What a legally nonsensical, morally abhorrent decision.

I mean, I also disagree with the decision on principle, but I wouldn't go that far. Perhaps it's morally abhorrent in furthering the unitary executive dogma, but if that's the case, then it's the Vesting Clause itself which is morally abhorrent here, in which case the correct remedy would be a constitutional amendment.

The clear issue here was that the CFPB had rule-making authority and enforcement power and a director that couldn't be removed at-will, which was unprecedented & didn't fall in line with the traditional scope of regulatory authority as based on the Vesting Clause: that "[t]he executive power shall be vested in a President of the United States." With that in mind, it's reasonable to not want an individual making political decisions that potentially tie the hands of the executive when the executive didn't appoint said individual. At least with a multimember board, power is diffused whereas the CFPB has just been run by a Director as its own fiefdom. That's really all there was to it.

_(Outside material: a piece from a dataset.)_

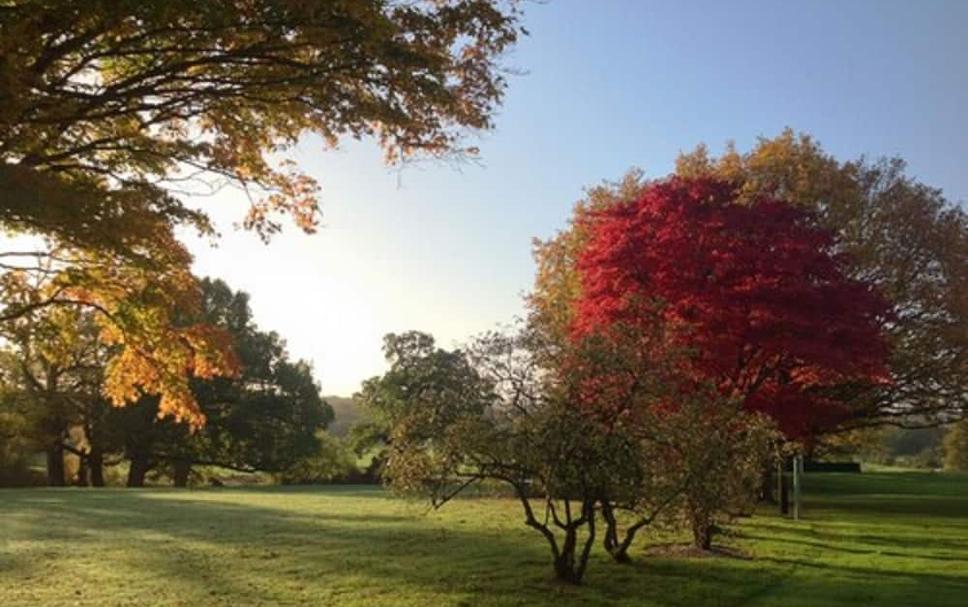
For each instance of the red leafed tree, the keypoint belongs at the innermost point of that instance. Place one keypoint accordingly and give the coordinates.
(755, 294)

At the end of the day, this decision is still legally sound because it was just the Supreme Court determining that Congress doesn't have the constitutional authority to create an executive agency headed by a single individual whom the President can't dismiss at-will, which is a reasonable determination given that the structure of the CFPB itself is reasonably objectionable in vesting so much authority in such a single individual who isn't accountable to the political process.

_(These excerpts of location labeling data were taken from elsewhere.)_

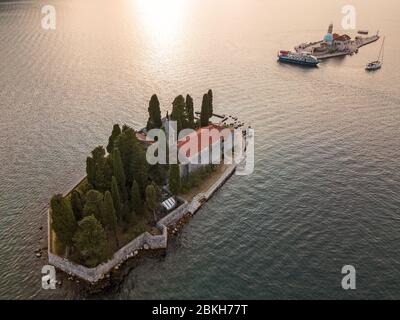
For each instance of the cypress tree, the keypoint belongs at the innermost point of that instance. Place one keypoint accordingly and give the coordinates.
(140, 167)
(94, 206)
(154, 120)
(189, 111)
(62, 219)
(152, 199)
(113, 138)
(174, 179)
(178, 112)
(119, 173)
(110, 217)
(91, 171)
(127, 145)
(97, 169)
(116, 198)
(205, 111)
(210, 103)
(91, 241)
(77, 205)
(136, 200)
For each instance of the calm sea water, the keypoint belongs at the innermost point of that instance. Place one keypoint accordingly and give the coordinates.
(326, 186)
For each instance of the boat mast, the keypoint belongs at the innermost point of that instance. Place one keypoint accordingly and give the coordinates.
(381, 52)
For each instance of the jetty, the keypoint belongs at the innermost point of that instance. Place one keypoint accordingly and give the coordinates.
(335, 45)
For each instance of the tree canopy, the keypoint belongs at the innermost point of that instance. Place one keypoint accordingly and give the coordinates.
(91, 240)
(63, 219)
(174, 179)
(154, 120)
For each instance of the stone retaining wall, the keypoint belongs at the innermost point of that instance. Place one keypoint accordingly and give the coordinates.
(144, 240)
(126, 252)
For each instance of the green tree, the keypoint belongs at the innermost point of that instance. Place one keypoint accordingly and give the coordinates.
(205, 111)
(136, 199)
(94, 205)
(127, 145)
(139, 168)
(110, 217)
(154, 120)
(77, 205)
(98, 170)
(189, 111)
(178, 113)
(91, 241)
(113, 138)
(210, 103)
(62, 220)
(116, 198)
(153, 199)
(174, 179)
(119, 172)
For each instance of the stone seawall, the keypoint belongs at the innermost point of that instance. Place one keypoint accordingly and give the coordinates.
(145, 240)
(126, 252)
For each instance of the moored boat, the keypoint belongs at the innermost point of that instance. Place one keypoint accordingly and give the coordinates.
(375, 65)
(300, 58)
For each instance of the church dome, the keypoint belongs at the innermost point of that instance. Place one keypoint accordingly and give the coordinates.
(328, 37)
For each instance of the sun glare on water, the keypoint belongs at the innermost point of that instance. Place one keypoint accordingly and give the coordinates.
(161, 19)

That's a fair point. I do strongly disagree with this reading of the vesting clause. I'd argue that the nature of the executive power (which is about executing Congress' will) entails that even if the executive power is "vested" in the President, Congress is entitled to determine and circumscribe what that power entails. The President already possesses a check on Congress in the form of the legislative veto.

Nevertheless, I admit that calling the decision nonsensical was a bridge too far. I guess I'm just bitter that the Louisiana abortion decision (which, while I agree with it substantively, was decided on laughable grounds) is getting all the spotlight and earning Roberts more liberal brownie points, while the Court's broader project to remove all barriers on corporate overlordship over society continues apace.

Well it seems to me that Justices always get more liberal brownie points for social issues decisions than decisions on voting rights/criminal rights/economics.

Isn't Anthony Kennedy remembered more as "MARRIAGE EQUALITY GUY!!!" than as "the cuck who let all the corporations spend as they will in Citizens United"?